When the House of Representatives voted Thursday on the question of whether to allow old media companies to colonize and control the internet, the two men who would like to be majority leader in a Democrat-controlled Congress split their votes.
House Democratic Whip Steny Hoyer, the Maryland Democrat who has long been seen as the heir apparent for the majority leader post if Democrats regain power, stuck to his usual pattern: He did as the lobbyists for the largest corporations – and their allies in the Bush administration – asked.
Congressman John Murtha, the Pennsylvania Democrat who has indicated that he will challenge Hoyer for the No. 2 position in the party caucus if Democrats retake the House in November, did the opposite.
Hoyer voted for the corrupt “Communications, Opportunity, Promotion, and Enhancement Act of 2006, which the telephone and cable companies are using as a vehicle to create a two-tier internet in which the sites of corporations and candidates that pay high fees to broadband providers are easily accessed while the sites of small businesses, community groups and independent thinkers will be difficult – perhaps impossible – to reach. Murtha voted against it.
It wasn’t the first time that Hoyer and Murtha have split on fundamental questions.
While Murtha has been an outspoken critic of the war in Iraq, Hoyer has steered a cautious course far closer to that of the Bush administration.
Last December, Murtha voted against making the PATRIOT Act permanent. Hoyer voted in favor of the move, and in so doing gave the Bush administration everything it was asking for with regard to the controversial law.
The point here is not to suggest that Murtha’s a perfect progressive — in fact, he’s really an old-school New Dealer who breaks with liberals on some social issues — or that Hoyer is Tom DeLay in Democrat drag. For instance, while Murtha’s been a more consistent critic of corporate-sponsored free-trade pacts than Hoyer, both men have lifetime records of voting with the AFL-CIO around 90 percent of the time.
But when Hoyer ran against Nancy Pelosi for the position of House Whip back in 2001, there was no question that Pelosi was the progressive choice while Hoyer erred right. Lori Wallach, the director of Public Citizen’s Global Trade Watch and a key player in Washington debates on trade policy, noted that, “Hoyer has repositioned himself–one can only assume for political purposes–as the DLC, business candidate in this race.”

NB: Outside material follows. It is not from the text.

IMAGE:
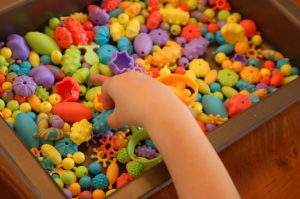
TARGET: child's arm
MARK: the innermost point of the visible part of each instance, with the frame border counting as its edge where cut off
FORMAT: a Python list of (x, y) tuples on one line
[(196, 169)]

No member of the House leadership has more consistently echoed the talking points of the corporate-sponsored Democratic Leadership Council than Hoyer, who once told a DLC event that Democrats lost control of the House in 1994 because “too many Americans believed that our party had become weak on crime and national defense, incapable of making hard decisions on welfare reform and fiscal policy, and irrevocably wedded to the idea that all of our problems could be solved by government and more spending.”
Even now, while Hoyer is often praised by the Bush-friendly DLC, Murtha gets savaged. After Murtha called for the withdrawal of U.S. troops from Iraq last year, the DLC accused the decorated Vietnam veteran of “offering surrender” — while Hoyer was quoted as saying Murtha’s approach “could lead to disaster.”
The DLC has good reason to favor Hoyer. The Democratic whip has worked with Democratic Congressional Campaign Committee chair Rahm Emanuel, D-Illinois, to thwart the candidacies of anti-war Democrats such as Illinosian Christine Cegelis in primaries this year — just as the two have worked over the years to help corporate-friendly Democrats beat those who challenge the K Street agenda.
The Hoyer-Murtha race is an abstraction at this point. Unless Democrats develop a coherent message soon, there is no guarantee that they will be a majority in search of a leader come November. But if they do become a majority, and if they want that majority to mean anything, Democrats would be wise to consider the opportunity that Murtha offers to distinguish their party on issues such as the war, the Patriot Act and media monopoly.